Compelling ReLU Networks to Exhibit Exponentially Many Linear Regions at Initialization and During Training
This addresses the inefficiency in neural network design for practitioners by enabling smaller, more effective networks, though it is incremental as it builds on known theoretical properties of ReLU networks.
The authors tackled the problem that randomly initialized ReLU networks rarely achieve the exponential number of linear regions possible with depth, leading to unnecessarily large networks. They introduced a novel parameterization that ensures a depth d network produces exactly 2^d linear regions at initialization and maintains them during training, resulting in approximations of convex 1D functions that are orders of magnitude more accurate than random initialization.
In a neural network with ReLU activations, the number of piecewise linear regions in the output can grow exponentially with depth.

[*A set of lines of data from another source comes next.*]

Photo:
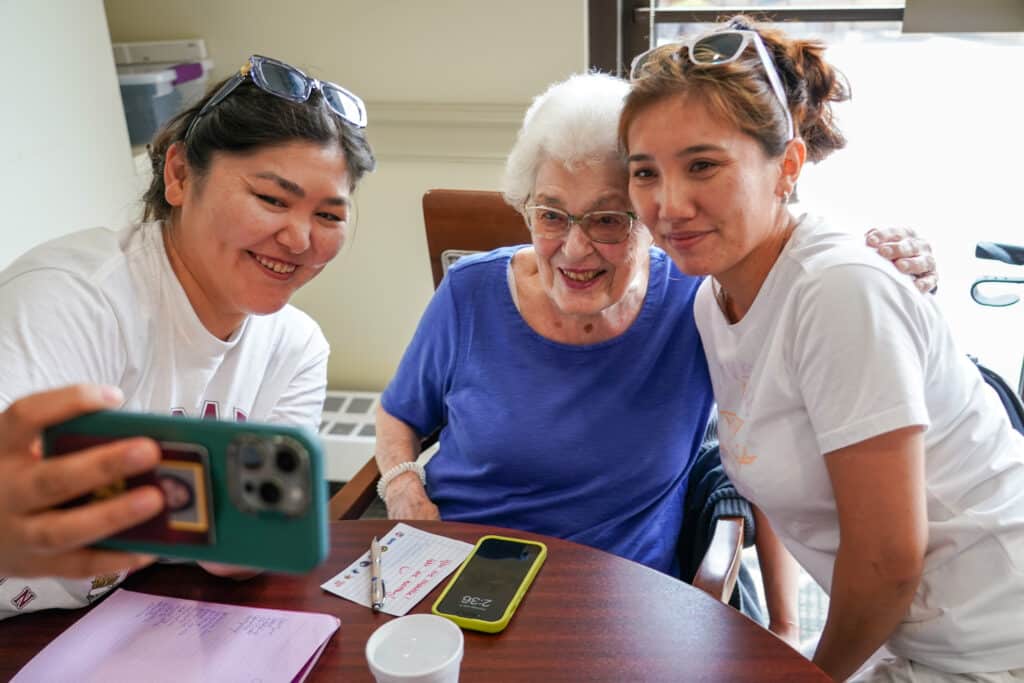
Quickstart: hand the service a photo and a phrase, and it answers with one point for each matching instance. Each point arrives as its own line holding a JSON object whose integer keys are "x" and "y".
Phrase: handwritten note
{"x": 137, "y": 637}
{"x": 413, "y": 561}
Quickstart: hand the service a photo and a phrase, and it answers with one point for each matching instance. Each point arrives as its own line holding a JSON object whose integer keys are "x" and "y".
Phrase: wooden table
{"x": 588, "y": 616}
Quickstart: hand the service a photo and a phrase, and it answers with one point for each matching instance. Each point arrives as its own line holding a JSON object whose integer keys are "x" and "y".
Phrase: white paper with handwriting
{"x": 413, "y": 562}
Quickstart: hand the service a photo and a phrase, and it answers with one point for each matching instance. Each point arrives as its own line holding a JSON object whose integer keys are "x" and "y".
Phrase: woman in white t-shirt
{"x": 186, "y": 312}
{"x": 847, "y": 415}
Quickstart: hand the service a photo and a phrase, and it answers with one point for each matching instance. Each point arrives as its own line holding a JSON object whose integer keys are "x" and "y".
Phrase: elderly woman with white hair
{"x": 566, "y": 375}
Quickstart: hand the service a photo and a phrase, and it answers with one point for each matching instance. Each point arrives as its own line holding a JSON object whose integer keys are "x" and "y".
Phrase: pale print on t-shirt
{"x": 729, "y": 423}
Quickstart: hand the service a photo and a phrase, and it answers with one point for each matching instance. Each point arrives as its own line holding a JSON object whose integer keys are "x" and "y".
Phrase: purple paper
{"x": 139, "y": 637}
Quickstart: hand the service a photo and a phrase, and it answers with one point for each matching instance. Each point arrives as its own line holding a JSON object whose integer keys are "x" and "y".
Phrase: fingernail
{"x": 112, "y": 394}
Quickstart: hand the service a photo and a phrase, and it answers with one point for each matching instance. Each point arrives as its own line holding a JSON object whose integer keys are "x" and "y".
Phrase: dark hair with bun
{"x": 246, "y": 121}
{"x": 739, "y": 90}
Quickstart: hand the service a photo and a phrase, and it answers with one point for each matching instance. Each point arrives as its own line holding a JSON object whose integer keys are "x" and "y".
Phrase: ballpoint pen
{"x": 376, "y": 579}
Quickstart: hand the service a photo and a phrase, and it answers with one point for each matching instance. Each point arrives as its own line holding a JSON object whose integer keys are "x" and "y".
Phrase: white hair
{"x": 574, "y": 122}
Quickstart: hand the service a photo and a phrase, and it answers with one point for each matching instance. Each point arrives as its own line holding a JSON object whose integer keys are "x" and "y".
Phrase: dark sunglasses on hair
{"x": 720, "y": 47}
{"x": 289, "y": 83}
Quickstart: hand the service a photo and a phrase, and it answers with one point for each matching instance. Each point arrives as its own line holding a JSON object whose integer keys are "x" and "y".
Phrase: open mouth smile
{"x": 273, "y": 265}
{"x": 578, "y": 279}
{"x": 683, "y": 241}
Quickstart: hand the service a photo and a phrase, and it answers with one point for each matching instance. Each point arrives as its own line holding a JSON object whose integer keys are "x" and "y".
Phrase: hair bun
{"x": 822, "y": 85}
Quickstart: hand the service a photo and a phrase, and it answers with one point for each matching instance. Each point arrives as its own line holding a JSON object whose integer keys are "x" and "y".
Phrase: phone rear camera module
{"x": 287, "y": 460}
{"x": 269, "y": 473}
{"x": 269, "y": 493}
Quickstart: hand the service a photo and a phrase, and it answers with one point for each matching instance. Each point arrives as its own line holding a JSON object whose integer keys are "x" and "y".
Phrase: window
{"x": 935, "y": 139}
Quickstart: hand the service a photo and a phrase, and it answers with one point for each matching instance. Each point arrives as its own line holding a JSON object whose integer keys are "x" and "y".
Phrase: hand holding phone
{"x": 37, "y": 540}
{"x": 491, "y": 584}
{"x": 242, "y": 494}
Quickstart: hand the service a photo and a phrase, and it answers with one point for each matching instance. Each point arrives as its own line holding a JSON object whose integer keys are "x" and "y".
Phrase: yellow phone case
{"x": 499, "y": 625}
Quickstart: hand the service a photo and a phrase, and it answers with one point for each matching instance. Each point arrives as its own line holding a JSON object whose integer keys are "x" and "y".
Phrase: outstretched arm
{"x": 880, "y": 496}
{"x": 406, "y": 497}
{"x": 780, "y": 574}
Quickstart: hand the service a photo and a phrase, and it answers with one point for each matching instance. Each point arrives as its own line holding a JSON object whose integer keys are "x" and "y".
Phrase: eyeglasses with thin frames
{"x": 720, "y": 47}
{"x": 605, "y": 227}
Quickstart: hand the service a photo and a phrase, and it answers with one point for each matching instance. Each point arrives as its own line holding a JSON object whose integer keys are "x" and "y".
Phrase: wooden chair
{"x": 471, "y": 220}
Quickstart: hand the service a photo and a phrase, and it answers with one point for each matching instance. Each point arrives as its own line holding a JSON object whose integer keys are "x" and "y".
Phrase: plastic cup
{"x": 417, "y": 648}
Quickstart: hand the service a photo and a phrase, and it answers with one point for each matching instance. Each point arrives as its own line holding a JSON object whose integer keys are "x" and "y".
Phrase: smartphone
{"x": 239, "y": 493}
{"x": 487, "y": 588}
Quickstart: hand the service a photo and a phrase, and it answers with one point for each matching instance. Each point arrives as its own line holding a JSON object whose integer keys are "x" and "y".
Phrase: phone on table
{"x": 238, "y": 493}
{"x": 487, "y": 588}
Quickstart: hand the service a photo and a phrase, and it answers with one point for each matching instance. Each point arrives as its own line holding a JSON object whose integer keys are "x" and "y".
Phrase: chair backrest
{"x": 468, "y": 220}
{"x": 1011, "y": 401}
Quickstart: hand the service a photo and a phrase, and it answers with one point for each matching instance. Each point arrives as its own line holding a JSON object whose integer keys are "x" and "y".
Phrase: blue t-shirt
{"x": 591, "y": 443}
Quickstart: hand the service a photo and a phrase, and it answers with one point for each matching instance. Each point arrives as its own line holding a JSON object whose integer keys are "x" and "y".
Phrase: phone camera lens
{"x": 269, "y": 493}
{"x": 287, "y": 460}
{"x": 251, "y": 456}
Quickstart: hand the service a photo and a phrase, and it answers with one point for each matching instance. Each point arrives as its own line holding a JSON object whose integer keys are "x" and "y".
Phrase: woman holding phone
{"x": 847, "y": 415}
{"x": 186, "y": 312}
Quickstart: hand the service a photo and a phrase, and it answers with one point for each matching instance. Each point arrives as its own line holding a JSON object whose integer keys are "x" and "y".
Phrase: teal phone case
{"x": 220, "y": 517}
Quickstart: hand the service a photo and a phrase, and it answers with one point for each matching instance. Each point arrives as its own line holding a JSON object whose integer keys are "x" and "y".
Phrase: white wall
{"x": 445, "y": 84}
{"x": 66, "y": 163}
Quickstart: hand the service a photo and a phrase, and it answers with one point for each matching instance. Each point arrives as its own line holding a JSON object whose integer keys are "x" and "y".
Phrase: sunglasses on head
{"x": 287, "y": 82}
{"x": 721, "y": 47}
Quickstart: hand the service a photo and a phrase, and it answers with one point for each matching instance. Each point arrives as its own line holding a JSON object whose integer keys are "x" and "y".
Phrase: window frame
{"x": 619, "y": 30}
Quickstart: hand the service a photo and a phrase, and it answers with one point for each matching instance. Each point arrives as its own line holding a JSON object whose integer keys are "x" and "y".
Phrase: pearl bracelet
{"x": 400, "y": 468}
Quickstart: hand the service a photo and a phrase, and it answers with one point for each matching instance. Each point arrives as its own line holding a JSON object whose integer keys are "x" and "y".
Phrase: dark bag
{"x": 1011, "y": 401}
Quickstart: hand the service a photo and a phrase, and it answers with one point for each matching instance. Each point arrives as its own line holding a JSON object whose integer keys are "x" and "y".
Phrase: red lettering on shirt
{"x": 25, "y": 597}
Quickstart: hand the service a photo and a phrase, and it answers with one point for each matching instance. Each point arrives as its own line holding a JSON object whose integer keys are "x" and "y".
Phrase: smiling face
{"x": 255, "y": 228}
{"x": 707, "y": 190}
{"x": 582, "y": 278}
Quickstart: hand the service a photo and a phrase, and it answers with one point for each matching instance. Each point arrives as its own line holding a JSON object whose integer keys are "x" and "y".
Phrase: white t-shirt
{"x": 105, "y": 307}
{"x": 837, "y": 348}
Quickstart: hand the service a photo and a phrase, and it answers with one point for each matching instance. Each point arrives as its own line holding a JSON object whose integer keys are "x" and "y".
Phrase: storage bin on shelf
{"x": 154, "y": 92}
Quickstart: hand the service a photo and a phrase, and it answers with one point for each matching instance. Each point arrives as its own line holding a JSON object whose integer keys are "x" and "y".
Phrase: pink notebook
{"x": 138, "y": 637}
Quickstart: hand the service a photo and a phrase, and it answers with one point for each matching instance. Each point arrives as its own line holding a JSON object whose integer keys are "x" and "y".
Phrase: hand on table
{"x": 407, "y": 499}
{"x": 38, "y": 540}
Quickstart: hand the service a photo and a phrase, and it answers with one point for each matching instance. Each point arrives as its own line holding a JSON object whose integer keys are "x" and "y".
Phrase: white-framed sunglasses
{"x": 720, "y": 47}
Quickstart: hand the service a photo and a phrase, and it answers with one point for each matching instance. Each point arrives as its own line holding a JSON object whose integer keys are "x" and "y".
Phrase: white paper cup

However, this is highly unlikely to happen when the initial parameters are sampled randomly, which therefore often leads to the use of networks that are unnecessarily large. To address this problem, we introduce a novel parameterization of the network that restricts its weights so that a depth $d$ network produces exactly $2^d$ linear regions at initialization and maintains those regions throughout training under the parameterization. This approach allows us to learn approximations of convex, one dimensional functions that are several orders of magnitude more accurate than their randomly initialized counterparts. We further demonstrate a preliminary extension of our construction to multidimensional and non-convex functions, allowing the technique to replace traditional dense layers in various architectures.